Hell, even the conspiracy theory land people like with Infowars have abandoned everything they used to stand for. (I know it was a crazy site, but during the Bush years it was something of a source for the anti-war movement. Even in the early Obama years there were valid points about the banking corruption in the ol’ Alex Jones documentaries. Now he gave it all up for nothing more than the bigotry of being anti-feminist or something, along with the whole uber-nationalism shitck.)
* * *
There is a certain narrative going around that intelligent people are supposed to feel sorry for Trump supporters because they are blue-collar working class who have sadly lost their jobs due to globalist free trade policies.
There is this Cracked article about how to empathize with Trump supporters because it’s a city versus country thing: http://www.cracked.com/blog/6-reasons-trumps-rise-that-no-one-talks-about/
Usually I like Cracked.
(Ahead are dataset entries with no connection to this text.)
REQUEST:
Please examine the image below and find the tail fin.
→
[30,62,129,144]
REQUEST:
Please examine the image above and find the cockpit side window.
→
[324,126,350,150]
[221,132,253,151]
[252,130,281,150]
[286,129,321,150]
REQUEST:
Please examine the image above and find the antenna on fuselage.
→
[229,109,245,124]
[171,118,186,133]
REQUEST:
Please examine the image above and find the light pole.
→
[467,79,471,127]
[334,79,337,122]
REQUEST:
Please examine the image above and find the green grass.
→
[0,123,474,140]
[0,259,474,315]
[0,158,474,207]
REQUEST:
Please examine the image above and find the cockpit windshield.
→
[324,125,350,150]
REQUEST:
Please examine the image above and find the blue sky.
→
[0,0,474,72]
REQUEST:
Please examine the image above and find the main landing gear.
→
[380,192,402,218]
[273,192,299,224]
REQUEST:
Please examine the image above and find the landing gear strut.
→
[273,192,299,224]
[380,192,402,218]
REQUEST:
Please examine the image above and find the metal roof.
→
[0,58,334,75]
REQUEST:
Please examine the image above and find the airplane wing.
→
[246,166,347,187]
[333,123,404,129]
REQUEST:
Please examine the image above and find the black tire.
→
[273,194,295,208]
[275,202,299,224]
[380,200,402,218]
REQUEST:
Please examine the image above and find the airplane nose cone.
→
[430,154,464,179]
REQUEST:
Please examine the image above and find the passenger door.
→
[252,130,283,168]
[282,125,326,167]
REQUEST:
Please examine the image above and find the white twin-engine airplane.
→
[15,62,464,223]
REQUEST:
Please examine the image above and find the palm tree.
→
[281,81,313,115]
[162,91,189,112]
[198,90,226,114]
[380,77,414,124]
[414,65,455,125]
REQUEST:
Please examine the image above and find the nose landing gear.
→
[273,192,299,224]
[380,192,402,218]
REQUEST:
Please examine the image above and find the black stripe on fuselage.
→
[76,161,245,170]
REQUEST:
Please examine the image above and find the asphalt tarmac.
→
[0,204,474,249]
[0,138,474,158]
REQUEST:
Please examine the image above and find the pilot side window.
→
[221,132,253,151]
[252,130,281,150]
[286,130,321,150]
Good with myth-busting. But this one wasn’t good.
Obviously Republicans do tend to be more rural and Democrats tend to be more urban. And one could argue that it’s lack of education which causes people to inadvertently have such awful politics.
But that isn’t the case. Here’s what’s really going on to a much larger degree:
http://www.vox.com/policy-and-politics/2016/10/15/13286498/donald-trump-voters-race-economic-anxiety
Got it? To sum it up, evidence shows that Trump’s base isn’t necessarily that poor. Polling shows that racial anxiety is the real issue that worries the majority. This is what is happening, this is what kind of people they are.
Again, the fact that Trump’s other main issue besides kicking out Mexicans and Muslims is protectionist trade policies – long thought the purview of the radical left – shows how out of whack the usual liberal vs conservative definitions are.
And yet I still contend that the factories going to China issue isn’t even what they’re serious about in the first place. Deep down, only the bigotry matters.